Allo stesso tempo anche la produzione di dipinti religiosi raggiunse i suoi massimi livelli come dimostrano  alcune importanti opere tra cui 2 magnifici lavori fi Tintoretto.
Va detto che il colorito alla veneziana dispiega la sua munificenza senza preoccuparsi dei soggetti. Vivendo vicino al porto che accoglieva l’arrivo di molti prodotti di lusso, in particolare seta, tappeti e soprattutto pigmenti rari e preziosi, l’artista veneziano delineò un tipo di pittura che i collezionisti d’arte europei seguiranno per secoli.
Il percorso espositivo si dirama poi verso una sezione intitolata “Momenti drammatici e riflessione interiore”
Vale soprattutto la pena di considerare almeno due capolavori. Il Guerriero di Giorgione è tipico di immagini affascinanti in cui il pittore compone una narrazione sottile, di raffinati contrasti, il ​​cui segreto non ci sarà mai svelato. Il guerriero scopre con calma una strana figura che emerge dall’oscurità davanti a lui. Nemico o diavolo, lo scontro sembra imminente come suggerisce il gesto del personaggio che afferra il braccio del guerriero. È una vecchia storia quella in cui un cavaliere di ritorno dalla crociata si confronta con la tentazione del maligno, come la dipinse Dürer, contemporaneo del pittore, di un condottiero coronato di alloro che deve improvvisamente, dopo i momenti del suo trionfo, affrontare la morte o una banale lite da taverna? Nessuno può dirlo.
La seconda opera da prendere in esame è certamente la Giuditta di Veronese. Diverse effigi femminili sono in effetti presenti: cortigiane, figlie o mogli di mercanti e come pure nobili e patrizi, nessuna però raggiunge la bellezza di questa Giuditta, malinconica e pura, che si appresta a riporre nella borsa la testa di Oloferne.

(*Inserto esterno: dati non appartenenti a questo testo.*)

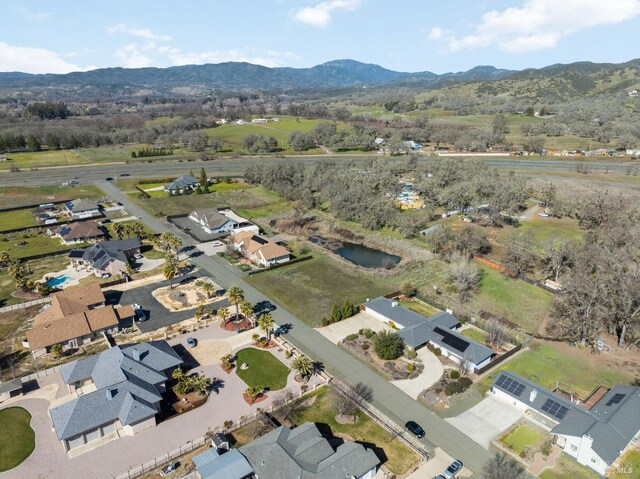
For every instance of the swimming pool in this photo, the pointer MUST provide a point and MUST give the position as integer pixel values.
(58, 281)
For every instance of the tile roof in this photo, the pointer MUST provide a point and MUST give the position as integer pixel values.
(125, 377)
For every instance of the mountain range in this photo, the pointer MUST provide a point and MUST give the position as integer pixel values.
(337, 74)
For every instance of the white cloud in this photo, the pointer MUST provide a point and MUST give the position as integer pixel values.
(320, 15)
(138, 32)
(538, 24)
(34, 60)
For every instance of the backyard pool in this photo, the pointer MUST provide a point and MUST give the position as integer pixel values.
(55, 282)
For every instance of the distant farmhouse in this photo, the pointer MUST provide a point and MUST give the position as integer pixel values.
(439, 330)
(182, 184)
(225, 221)
(302, 452)
(595, 433)
(114, 393)
(260, 250)
(78, 232)
(82, 209)
(76, 316)
(110, 257)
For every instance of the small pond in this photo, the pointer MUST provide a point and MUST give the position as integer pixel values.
(359, 254)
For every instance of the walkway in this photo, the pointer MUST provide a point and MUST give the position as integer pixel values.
(386, 397)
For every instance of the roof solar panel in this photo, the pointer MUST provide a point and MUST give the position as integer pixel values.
(449, 339)
(514, 387)
(555, 409)
(615, 399)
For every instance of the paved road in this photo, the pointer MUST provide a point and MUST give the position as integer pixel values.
(386, 397)
(222, 167)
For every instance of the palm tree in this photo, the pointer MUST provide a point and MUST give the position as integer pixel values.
(236, 296)
(223, 314)
(265, 321)
(246, 308)
(118, 229)
(303, 366)
(171, 269)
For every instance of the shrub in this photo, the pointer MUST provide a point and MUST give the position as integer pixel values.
(388, 345)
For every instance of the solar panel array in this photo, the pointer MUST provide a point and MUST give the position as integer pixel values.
(555, 409)
(615, 399)
(508, 384)
(449, 339)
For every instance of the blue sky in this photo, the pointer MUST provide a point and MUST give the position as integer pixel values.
(40, 36)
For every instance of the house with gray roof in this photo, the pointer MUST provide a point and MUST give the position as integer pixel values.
(594, 436)
(182, 184)
(438, 330)
(302, 452)
(113, 393)
(110, 257)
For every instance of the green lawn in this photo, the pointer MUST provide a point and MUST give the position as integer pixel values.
(550, 363)
(520, 438)
(567, 468)
(17, 440)
(16, 219)
(518, 301)
(264, 369)
(399, 458)
(420, 307)
(477, 336)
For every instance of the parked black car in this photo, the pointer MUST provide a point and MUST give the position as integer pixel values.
(415, 429)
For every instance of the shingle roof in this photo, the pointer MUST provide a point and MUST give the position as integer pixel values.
(125, 378)
(612, 425)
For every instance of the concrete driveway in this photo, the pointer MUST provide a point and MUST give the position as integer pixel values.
(486, 420)
(336, 332)
(432, 372)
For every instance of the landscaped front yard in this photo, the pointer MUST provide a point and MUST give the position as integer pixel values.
(17, 439)
(399, 457)
(264, 369)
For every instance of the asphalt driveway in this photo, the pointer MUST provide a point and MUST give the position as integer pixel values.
(486, 420)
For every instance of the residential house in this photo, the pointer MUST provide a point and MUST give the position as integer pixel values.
(76, 316)
(595, 433)
(78, 232)
(302, 452)
(114, 393)
(260, 250)
(80, 209)
(438, 330)
(111, 257)
(182, 184)
(225, 221)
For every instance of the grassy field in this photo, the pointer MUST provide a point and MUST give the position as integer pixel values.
(264, 369)
(576, 370)
(38, 269)
(392, 453)
(520, 438)
(17, 440)
(303, 288)
(22, 196)
(513, 299)
(567, 468)
(16, 219)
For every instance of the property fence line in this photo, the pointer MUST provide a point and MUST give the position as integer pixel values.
(26, 304)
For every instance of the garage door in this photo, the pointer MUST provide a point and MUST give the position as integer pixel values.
(108, 429)
(93, 435)
(75, 442)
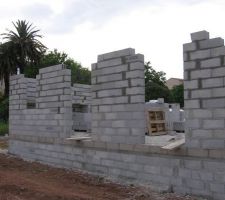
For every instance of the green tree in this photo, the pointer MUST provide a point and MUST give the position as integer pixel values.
(7, 64)
(79, 74)
(177, 93)
(27, 49)
(155, 84)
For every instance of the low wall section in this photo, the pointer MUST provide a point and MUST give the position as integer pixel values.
(188, 170)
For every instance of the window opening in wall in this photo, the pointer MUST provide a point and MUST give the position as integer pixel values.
(31, 105)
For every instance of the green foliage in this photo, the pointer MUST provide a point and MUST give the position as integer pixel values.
(20, 48)
(4, 109)
(4, 128)
(155, 84)
(26, 46)
(177, 94)
(78, 73)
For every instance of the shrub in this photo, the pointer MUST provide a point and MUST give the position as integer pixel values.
(4, 128)
(4, 109)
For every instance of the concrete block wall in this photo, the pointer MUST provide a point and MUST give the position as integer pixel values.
(81, 96)
(204, 86)
(52, 117)
(118, 97)
(177, 171)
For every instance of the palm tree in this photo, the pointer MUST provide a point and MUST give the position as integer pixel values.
(27, 49)
(7, 64)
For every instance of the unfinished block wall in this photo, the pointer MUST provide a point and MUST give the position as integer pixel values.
(81, 100)
(51, 119)
(118, 97)
(204, 84)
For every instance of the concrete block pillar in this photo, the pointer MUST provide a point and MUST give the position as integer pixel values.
(118, 97)
(54, 98)
(18, 92)
(204, 91)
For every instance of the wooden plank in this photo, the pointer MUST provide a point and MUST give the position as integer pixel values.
(174, 145)
(79, 138)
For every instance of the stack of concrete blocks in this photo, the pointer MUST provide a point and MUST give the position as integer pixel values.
(118, 97)
(31, 90)
(51, 119)
(81, 97)
(204, 84)
(174, 118)
(18, 99)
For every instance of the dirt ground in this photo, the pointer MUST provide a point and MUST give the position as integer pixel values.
(21, 180)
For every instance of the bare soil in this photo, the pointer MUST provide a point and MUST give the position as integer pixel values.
(21, 180)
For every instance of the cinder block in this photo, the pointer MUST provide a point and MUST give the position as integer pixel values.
(196, 74)
(193, 84)
(201, 35)
(137, 66)
(220, 51)
(209, 63)
(51, 69)
(116, 54)
(109, 93)
(111, 70)
(201, 93)
(213, 103)
(135, 58)
(218, 92)
(135, 74)
(212, 82)
(201, 113)
(201, 54)
(109, 63)
(189, 47)
(218, 72)
(108, 78)
(213, 124)
(189, 104)
(135, 90)
(137, 99)
(211, 43)
(189, 65)
(213, 144)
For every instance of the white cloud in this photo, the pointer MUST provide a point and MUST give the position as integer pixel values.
(87, 28)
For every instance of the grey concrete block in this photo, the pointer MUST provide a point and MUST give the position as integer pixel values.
(109, 63)
(212, 82)
(189, 65)
(51, 68)
(211, 43)
(189, 47)
(135, 58)
(218, 72)
(201, 74)
(135, 74)
(213, 103)
(201, 54)
(116, 54)
(108, 78)
(213, 124)
(196, 94)
(201, 35)
(213, 144)
(137, 66)
(220, 51)
(193, 84)
(209, 63)
(135, 90)
(218, 92)
(109, 93)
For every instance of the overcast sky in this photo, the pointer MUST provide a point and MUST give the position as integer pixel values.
(85, 28)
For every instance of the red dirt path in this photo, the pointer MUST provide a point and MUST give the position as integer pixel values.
(20, 180)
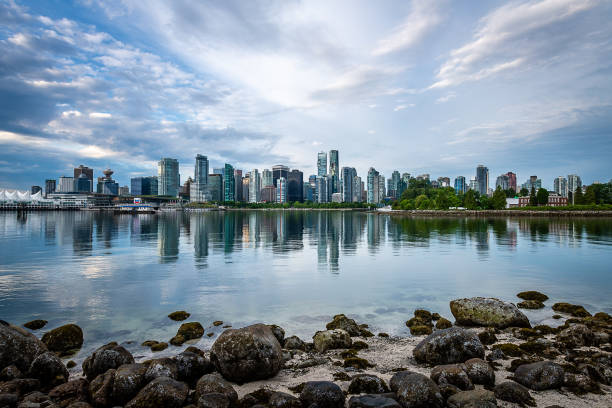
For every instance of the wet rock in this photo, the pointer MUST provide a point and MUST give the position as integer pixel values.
(179, 315)
(324, 394)
(539, 376)
(454, 374)
(415, 390)
(568, 308)
(129, 379)
(372, 401)
(49, 369)
(514, 392)
(109, 356)
(473, 398)
(214, 383)
(480, 372)
(367, 384)
(187, 331)
(35, 324)
(18, 347)
(331, 339)
(491, 312)
(161, 392)
(64, 339)
(247, 354)
(454, 345)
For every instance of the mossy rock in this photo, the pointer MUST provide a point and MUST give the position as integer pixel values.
(532, 295)
(574, 310)
(420, 330)
(357, 362)
(179, 315)
(509, 349)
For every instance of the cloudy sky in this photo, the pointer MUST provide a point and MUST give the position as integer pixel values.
(419, 86)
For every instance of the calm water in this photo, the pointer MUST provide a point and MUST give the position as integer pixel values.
(119, 276)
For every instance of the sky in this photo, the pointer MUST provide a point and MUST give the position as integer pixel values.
(417, 86)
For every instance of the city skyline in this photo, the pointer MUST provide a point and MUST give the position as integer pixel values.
(423, 87)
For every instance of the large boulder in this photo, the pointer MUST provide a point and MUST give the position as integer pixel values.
(331, 339)
(18, 347)
(64, 339)
(161, 392)
(543, 375)
(489, 312)
(454, 345)
(415, 390)
(104, 358)
(247, 354)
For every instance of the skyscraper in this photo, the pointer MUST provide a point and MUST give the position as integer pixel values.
(482, 178)
(168, 177)
(321, 164)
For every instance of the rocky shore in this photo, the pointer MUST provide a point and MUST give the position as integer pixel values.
(490, 356)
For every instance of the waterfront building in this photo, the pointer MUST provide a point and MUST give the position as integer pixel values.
(482, 179)
(168, 177)
(229, 187)
(321, 164)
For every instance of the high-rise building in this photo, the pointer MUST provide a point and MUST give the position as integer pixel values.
(321, 164)
(229, 186)
(482, 178)
(295, 186)
(560, 186)
(168, 177)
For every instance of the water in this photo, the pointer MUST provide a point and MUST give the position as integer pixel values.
(119, 276)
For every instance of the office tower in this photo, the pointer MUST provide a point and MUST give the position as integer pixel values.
(321, 164)
(460, 186)
(229, 187)
(254, 186)
(266, 178)
(168, 178)
(295, 186)
(334, 170)
(560, 186)
(88, 173)
(482, 178)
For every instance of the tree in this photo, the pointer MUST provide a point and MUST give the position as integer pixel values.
(533, 200)
(499, 199)
(542, 196)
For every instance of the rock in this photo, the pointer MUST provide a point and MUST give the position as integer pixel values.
(480, 372)
(214, 383)
(331, 339)
(187, 331)
(414, 390)
(49, 369)
(372, 401)
(161, 367)
(473, 399)
(35, 324)
(543, 375)
(179, 315)
(70, 392)
(18, 347)
(452, 374)
(104, 358)
(129, 379)
(64, 339)
(514, 392)
(161, 392)
(574, 310)
(533, 295)
(454, 345)
(324, 394)
(491, 312)
(367, 384)
(247, 354)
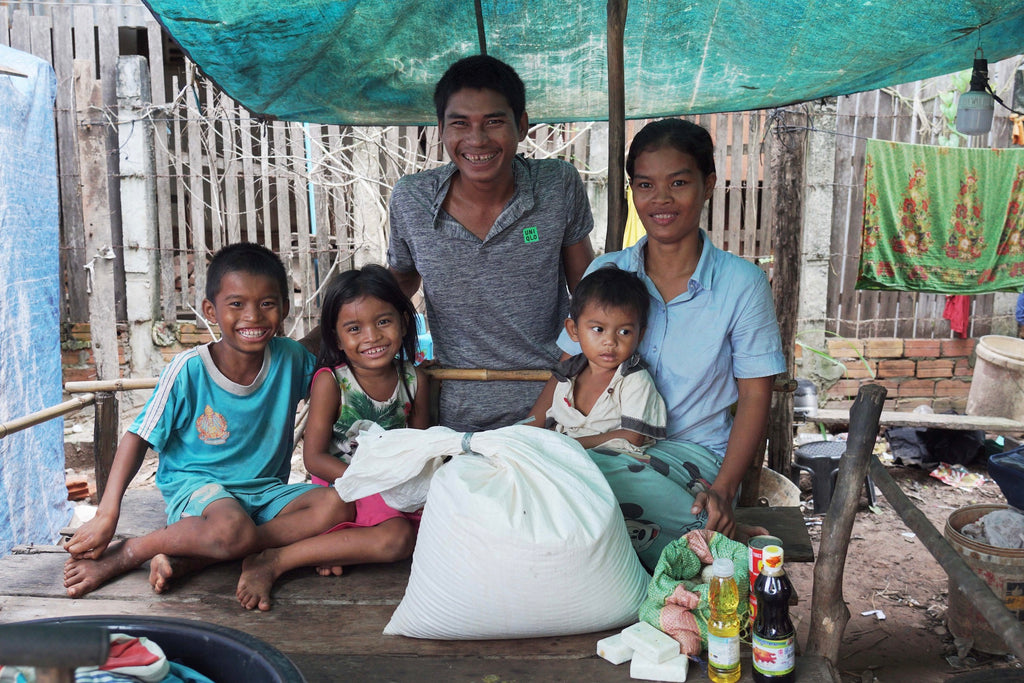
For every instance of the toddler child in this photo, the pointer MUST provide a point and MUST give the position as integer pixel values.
(366, 374)
(221, 420)
(604, 396)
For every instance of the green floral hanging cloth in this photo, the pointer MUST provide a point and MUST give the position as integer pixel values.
(945, 220)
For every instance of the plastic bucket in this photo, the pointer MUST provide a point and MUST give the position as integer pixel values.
(997, 385)
(1001, 568)
(221, 654)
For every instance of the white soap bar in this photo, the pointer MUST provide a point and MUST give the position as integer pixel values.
(673, 670)
(613, 649)
(650, 642)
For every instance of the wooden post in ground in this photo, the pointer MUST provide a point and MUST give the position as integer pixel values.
(788, 143)
(99, 246)
(138, 209)
(828, 610)
(616, 125)
(975, 590)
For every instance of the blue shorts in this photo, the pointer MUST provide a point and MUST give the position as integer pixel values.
(261, 499)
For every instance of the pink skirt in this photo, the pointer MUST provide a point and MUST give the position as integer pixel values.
(371, 511)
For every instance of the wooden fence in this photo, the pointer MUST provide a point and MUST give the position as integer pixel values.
(911, 113)
(317, 195)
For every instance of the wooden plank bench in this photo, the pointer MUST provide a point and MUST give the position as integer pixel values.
(926, 420)
(331, 628)
(786, 523)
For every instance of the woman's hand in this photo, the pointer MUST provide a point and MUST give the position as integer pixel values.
(719, 510)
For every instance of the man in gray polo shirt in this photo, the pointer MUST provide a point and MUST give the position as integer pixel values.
(497, 240)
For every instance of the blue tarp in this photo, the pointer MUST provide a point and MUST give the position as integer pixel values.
(33, 496)
(370, 61)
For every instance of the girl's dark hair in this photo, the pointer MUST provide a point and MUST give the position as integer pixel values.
(372, 281)
(611, 287)
(683, 135)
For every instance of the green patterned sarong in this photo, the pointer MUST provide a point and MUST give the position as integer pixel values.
(945, 220)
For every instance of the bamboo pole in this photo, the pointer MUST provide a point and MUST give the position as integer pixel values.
(465, 374)
(484, 375)
(123, 384)
(42, 416)
(975, 590)
(828, 611)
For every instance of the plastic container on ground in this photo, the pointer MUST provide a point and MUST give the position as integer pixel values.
(1001, 568)
(1008, 471)
(997, 384)
(220, 653)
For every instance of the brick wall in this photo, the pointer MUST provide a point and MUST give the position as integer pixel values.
(933, 372)
(76, 350)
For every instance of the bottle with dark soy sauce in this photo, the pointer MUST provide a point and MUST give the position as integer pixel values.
(774, 639)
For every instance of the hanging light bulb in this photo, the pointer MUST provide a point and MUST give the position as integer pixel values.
(974, 111)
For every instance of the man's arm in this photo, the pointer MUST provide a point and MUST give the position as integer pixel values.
(576, 258)
(409, 281)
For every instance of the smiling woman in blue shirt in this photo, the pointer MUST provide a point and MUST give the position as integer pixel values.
(712, 341)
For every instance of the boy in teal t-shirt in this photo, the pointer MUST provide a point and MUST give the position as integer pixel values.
(221, 420)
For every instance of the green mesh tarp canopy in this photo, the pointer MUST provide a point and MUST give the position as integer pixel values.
(376, 61)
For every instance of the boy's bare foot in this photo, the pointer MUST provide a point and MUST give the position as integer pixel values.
(83, 575)
(258, 573)
(330, 571)
(165, 567)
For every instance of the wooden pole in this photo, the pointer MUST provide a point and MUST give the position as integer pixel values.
(616, 125)
(96, 213)
(123, 384)
(39, 417)
(104, 437)
(828, 611)
(975, 590)
(786, 164)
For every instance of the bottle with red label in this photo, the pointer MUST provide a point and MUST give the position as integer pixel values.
(774, 639)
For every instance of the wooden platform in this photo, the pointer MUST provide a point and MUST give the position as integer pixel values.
(330, 628)
(925, 420)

Dopo aver accennato al rapporto tra pittura e musica così importante a Venezia, sotto il termine Eufonia e armonia, la mostra si conclude con opere del rococò veneziano, con in particolare con Sebastiano Ricci che conobbe una vera e propria carriera europea, poiché viaggiò in Francia, Inghilterra ed anche nei Paesi Bassi. Fu anche maestro di Paul Troger (Monguelfo 1698 – Vienna 1762), che imparò a dipingere nella sua bottega. Questo interessante artista che decorò numerose chiese in Austria, in particolare quelle del nativo Tirolo e quelle di Salisburgo, in uno stile perfettamente veneziano, riassume sia il crepuscolo del colorismo lagunare sia gli stretti rapporti tra la raffinatezza austriaca e quella della serenissima.